5.6. The Double-Edged Sword of Partitioning

Despite the fact that partitioning spreads data from a table over multiple, somewhat independent partitions, data-driven partitioning is not a panacea for resolving concurrency problems. For example, we might partition a table by date, having one partition per week of activity. Doing so is an efficient way to spread data for one year over 52 logically distinct areas. The problem is that during any given week everybody will rush to the same partition to insert new rows. Worse, if our partitioning key is the current system date and time, all concurrent sessions will be directed towards the very same data block (unless some structural implementation tricks have been introduced, such as maintaining several lists of pages or blocks where we can insert). As a result, we may have some very awkward memory contention. Our large table will become a predominantly cold area, with a very hot spot corresponding to most current data. Such partitioning is obviously less than ideal when many processes are inserting concurrently.

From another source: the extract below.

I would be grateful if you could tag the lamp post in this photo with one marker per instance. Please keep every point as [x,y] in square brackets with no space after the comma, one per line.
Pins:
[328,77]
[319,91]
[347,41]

If all data is inserted through a single process, which is sometimes the case in data-warehousing environments, then we won't have a hot spot to contend with, and our 52-week partitioning scheme won't lead to concurrency problems.

On the other hand, let's assume that we choose to partition according to the geographical origin of a purchase order (we may have to carefully organize our partitioning if our products are more popular in some areas and suffer from heavier competition elsewhere). At any given moment, since sales are likely to come from nowhere in particular, our inserts will be more or less randomly spread over all our partitions. The performance impact from our partitioning will be quite noticeable when we are running geographical reports. Of course, because we have partitioned on spatial criteria, time-based reports will be less efficiently generated than if we had partitioned on time. Nevertheless, even time-based queries may, to some extent, benefit from partitioning since it is quite likely that on a multiprocessor box the various partitions will be searched in parallel and the subsequent results merged.

There are therefore two sides to partitioning. On the one hand, it is an excellent way to cluster data according to the partitioning key so as to achieve faster data retrieval. On the other hand, it is a no-less-excellent way to spread data during concurrent inserts so as to avoid hot spots in the table. These two objectives can work in opposition to one another, so the very first thing to consider when partitioning is to identify the major problem, and partition against that. But it is important to check that the gain on one side is not offset by the loss on the other. The ideal case is when the clustering of data for selects goes hand in hand with suitably spread inserts, but this is unfortunately not the most common situation.

Data partitioning can be used to scatter or cluster your data: it all depends on your requirements.